Too long. Storyline too muddled in the end, like they were trying to cram too much into the movie.
Visually stunning. Maggie G. was also visually stunning.
And then Heath. On one hand, he virtually disappeared into the role. When Jack Nicholson played the Joker, it was still clearly Jack Nicholson. If you had crawled out from under a rock and had no idea who was playing the roles, it wasn’t Heath Ledger up there on the screen, it was this other twisted thing. So for that, a major plus.
On the other hand, the character played a single note. The Joker just created chaos, which was fine, but there was no satisfaction in finding out where those lines came together. He offers two plausible explanations for his scar, but the ruse isn’t used three times, which would establish something of a pattern, and it isn’t used once, to suggest truth, it just sits there like a two-legged chair, essentially unstable.
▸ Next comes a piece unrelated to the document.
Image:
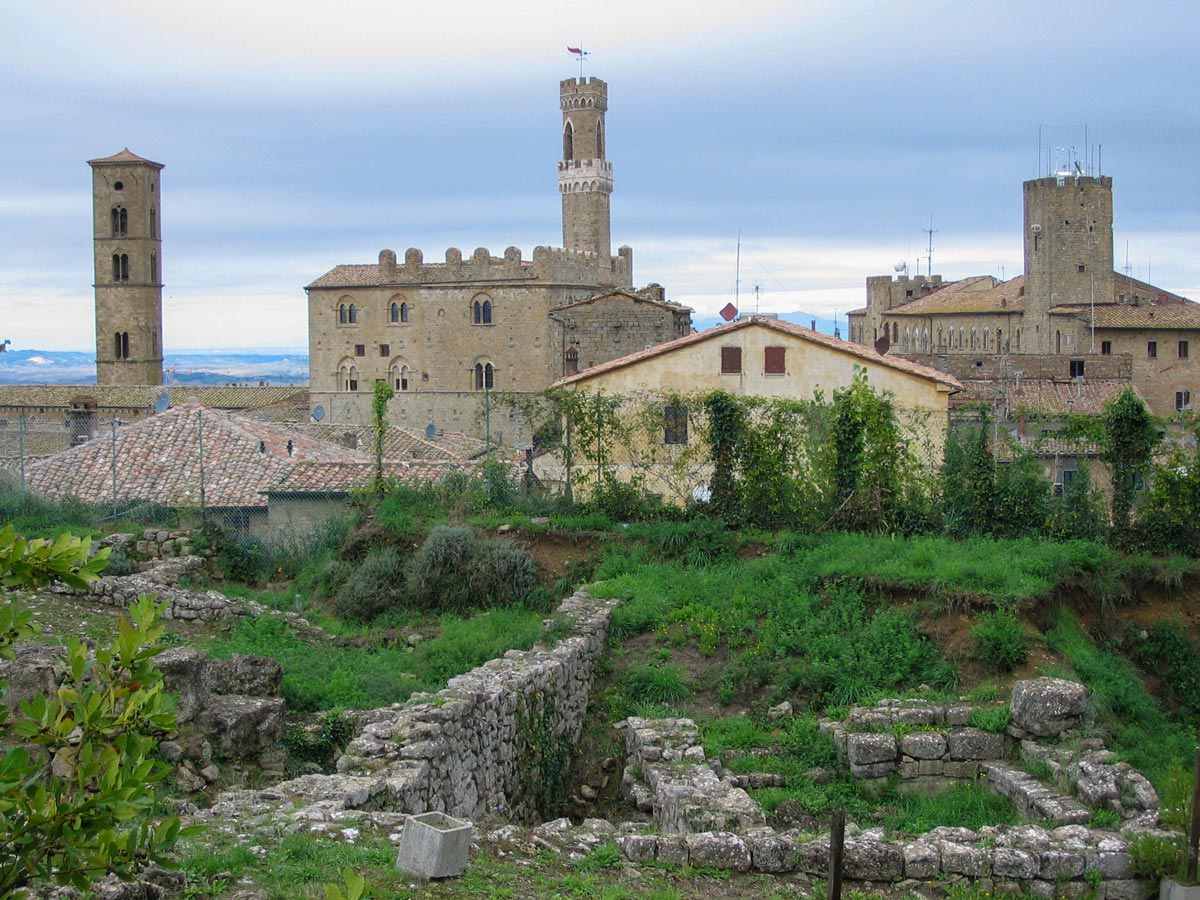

Perhaps that was the intent, given the character’s inherent instability, but from this audience’s perspective, it was unsatisfying.
Life often enough is completely devoid of reason or pattern. We go to the movies – especially cartoon adaptations with a clear formula – because we want to make sense of evil. We want to be able to trace the truth of the scary stuff so it is ordered and plausible, and so we can tell ourselves that we would never turn out like that, and these are the reasons.
Yes, yay for the director circumventing the “easy” way out and not giving us a broken childhood to explain this dastardly creature he has created. But… I was unsatisfied. If that makes my movie palate pedestrian, so be it.